Sandeau, LÉONARD SYLVAIN JULES

Chambers's Encyclopaedia, Volume 9: Bound to Swansea, p. 142

Sandeau, LÉONARD SYLVAIN JULES, French novelist and playwright, was born at Aubusson in Creuse, February 19, 1811, and went at an early age to Paris to study law, but soon gave himself entirely to letters. His short-lived intimacy with George Sand produced one joint-novel, Rose et Blanche (1831), and suggested to the more famous of the pair her literary name. Sandeau's first independent novel was Madame de Sommerville (1834), his first hit Mariana (1839). These were followed by a long series of novels, many of which first appeared in the Revue de Deux Mondes; the best La Maison de Penarvan, Mademoiselle de Kérourac, Mademoiselle de la Seiglière, Le Docteur Herbeau, Cathérine, Madeleine, Jean de Thommery, and among shorter stories, perfect in their kind, La Château de Montsabrey, Le Jour sans Lendemain, and Un Début dans le Magistral. As a dramatist Sandeau collaborated much with Émile Augier, his most celebrated plays being Le Gendre de M. Poirier, La Pierre de Touche, and La Cinture dorée.
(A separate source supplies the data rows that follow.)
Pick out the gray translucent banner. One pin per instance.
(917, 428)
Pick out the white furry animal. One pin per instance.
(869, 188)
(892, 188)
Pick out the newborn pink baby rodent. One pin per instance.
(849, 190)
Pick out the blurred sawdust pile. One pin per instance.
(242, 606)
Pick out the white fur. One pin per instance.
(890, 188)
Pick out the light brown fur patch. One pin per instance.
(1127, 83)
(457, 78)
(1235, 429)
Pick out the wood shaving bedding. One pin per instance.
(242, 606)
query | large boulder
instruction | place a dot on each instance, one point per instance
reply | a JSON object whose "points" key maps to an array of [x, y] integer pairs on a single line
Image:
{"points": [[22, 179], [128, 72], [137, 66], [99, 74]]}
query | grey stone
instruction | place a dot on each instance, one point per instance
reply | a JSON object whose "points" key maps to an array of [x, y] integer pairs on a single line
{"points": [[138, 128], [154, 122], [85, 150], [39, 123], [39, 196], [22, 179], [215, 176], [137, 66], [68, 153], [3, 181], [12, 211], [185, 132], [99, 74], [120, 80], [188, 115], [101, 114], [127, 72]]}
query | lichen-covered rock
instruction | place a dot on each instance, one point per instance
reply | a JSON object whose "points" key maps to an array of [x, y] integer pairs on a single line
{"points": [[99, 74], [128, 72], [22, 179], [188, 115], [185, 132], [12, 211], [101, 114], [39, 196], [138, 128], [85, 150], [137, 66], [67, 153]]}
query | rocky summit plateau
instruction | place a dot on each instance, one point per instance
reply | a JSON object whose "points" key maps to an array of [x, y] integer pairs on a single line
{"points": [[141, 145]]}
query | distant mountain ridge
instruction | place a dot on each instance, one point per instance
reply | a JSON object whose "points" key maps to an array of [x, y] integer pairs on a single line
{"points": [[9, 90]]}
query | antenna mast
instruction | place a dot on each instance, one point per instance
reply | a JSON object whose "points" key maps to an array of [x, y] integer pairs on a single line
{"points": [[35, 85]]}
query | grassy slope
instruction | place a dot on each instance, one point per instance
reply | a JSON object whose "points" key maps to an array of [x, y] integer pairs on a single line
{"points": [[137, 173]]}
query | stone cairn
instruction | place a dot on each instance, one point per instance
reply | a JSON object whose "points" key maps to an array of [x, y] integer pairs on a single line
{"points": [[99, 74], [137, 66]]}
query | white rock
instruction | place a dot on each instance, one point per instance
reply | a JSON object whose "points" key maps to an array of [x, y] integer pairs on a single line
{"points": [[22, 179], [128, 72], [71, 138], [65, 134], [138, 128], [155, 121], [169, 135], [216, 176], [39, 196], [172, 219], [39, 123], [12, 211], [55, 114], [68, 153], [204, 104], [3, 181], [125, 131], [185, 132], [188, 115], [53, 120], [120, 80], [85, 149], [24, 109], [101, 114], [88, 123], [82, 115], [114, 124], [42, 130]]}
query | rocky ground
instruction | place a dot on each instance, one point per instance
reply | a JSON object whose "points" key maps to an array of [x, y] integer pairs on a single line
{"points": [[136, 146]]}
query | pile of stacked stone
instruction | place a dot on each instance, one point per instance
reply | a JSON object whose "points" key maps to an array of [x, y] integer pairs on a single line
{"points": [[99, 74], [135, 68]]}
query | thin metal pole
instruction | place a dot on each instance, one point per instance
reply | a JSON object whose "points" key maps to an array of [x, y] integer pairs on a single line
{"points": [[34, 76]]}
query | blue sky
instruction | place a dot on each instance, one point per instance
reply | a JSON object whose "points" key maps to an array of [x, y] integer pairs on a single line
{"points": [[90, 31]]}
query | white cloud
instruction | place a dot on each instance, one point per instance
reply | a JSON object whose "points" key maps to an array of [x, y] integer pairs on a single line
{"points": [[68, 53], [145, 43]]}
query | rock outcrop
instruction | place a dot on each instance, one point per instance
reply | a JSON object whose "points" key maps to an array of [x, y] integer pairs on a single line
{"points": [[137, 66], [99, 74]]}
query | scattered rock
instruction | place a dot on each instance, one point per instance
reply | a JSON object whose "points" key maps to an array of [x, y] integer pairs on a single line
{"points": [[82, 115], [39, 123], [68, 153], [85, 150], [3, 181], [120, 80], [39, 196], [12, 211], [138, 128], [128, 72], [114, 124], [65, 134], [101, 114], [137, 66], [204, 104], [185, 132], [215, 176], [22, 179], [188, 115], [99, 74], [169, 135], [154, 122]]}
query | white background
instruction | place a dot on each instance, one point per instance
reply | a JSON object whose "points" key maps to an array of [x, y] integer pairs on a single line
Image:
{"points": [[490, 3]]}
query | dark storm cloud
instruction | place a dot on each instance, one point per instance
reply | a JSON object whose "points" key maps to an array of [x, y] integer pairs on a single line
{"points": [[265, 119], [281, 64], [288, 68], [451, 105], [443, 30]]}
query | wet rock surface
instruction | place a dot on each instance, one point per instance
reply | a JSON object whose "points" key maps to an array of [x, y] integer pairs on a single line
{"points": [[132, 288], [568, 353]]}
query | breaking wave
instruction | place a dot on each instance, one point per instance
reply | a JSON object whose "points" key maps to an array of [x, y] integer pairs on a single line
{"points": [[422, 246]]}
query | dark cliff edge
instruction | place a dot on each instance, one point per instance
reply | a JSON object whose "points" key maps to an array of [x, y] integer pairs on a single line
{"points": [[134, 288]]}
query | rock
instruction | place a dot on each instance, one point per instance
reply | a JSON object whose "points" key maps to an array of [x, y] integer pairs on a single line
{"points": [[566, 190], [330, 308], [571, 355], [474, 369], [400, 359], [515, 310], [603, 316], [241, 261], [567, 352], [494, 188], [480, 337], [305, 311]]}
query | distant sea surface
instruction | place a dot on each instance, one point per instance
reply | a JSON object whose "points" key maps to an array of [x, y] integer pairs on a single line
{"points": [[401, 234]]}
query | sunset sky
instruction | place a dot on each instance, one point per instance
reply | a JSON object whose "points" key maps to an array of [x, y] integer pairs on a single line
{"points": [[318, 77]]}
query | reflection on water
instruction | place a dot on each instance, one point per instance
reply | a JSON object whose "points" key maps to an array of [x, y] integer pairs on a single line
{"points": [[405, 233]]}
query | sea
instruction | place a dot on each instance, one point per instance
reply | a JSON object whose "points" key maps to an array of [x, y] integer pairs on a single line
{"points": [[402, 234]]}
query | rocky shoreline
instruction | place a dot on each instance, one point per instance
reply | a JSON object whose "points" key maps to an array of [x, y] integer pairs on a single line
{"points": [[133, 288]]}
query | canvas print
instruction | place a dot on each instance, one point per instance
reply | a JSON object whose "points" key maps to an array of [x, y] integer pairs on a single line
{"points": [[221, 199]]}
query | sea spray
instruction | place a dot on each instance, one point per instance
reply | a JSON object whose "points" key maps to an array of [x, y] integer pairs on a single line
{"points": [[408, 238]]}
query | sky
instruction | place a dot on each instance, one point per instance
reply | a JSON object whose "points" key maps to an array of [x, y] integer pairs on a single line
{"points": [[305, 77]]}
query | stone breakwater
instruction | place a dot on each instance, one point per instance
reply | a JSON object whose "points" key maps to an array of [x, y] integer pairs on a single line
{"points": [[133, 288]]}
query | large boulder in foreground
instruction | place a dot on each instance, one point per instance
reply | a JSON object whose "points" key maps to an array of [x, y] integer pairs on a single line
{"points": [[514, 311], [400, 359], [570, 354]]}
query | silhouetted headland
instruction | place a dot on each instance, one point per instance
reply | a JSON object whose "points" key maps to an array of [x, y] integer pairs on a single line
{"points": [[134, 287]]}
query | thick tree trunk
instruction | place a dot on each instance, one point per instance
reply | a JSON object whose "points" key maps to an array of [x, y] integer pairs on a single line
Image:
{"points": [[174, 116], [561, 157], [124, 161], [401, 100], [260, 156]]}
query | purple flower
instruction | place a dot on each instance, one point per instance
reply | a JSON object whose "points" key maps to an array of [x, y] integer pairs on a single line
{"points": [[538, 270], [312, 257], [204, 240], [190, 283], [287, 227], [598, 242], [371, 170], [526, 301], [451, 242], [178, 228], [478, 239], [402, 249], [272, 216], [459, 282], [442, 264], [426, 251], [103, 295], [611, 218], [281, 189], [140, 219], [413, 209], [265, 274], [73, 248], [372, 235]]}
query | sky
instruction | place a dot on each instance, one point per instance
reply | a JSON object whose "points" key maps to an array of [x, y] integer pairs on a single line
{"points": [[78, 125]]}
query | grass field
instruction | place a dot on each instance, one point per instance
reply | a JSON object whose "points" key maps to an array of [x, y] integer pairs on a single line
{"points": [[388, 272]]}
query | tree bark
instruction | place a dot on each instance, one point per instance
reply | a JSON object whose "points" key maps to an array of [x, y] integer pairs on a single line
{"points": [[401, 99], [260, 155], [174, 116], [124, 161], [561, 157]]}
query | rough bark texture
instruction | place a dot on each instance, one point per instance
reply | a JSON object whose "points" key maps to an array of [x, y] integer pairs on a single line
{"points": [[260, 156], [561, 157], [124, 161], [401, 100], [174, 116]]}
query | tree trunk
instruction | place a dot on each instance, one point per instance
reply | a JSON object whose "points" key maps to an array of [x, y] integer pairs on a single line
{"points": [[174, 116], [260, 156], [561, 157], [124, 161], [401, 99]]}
Sandeau became keeper of the Mazarin Library in 1853, was elected to the Academy in 1858, and appointed librarian at St Cloud in 1859. He died at Paris, 21st April 1883. As a novelist he never attained the popularity of some of his contemporaries, most probably because he steadily refused to make illicit love the staple of his plots. A pleasing style of reflection and an honest interest in the past are characteristic notes; his range of subjects is small and mostly confined to provincial life, but the work is fine, the characters distinct. See Saintsbury's Essays on French Novelists (1891).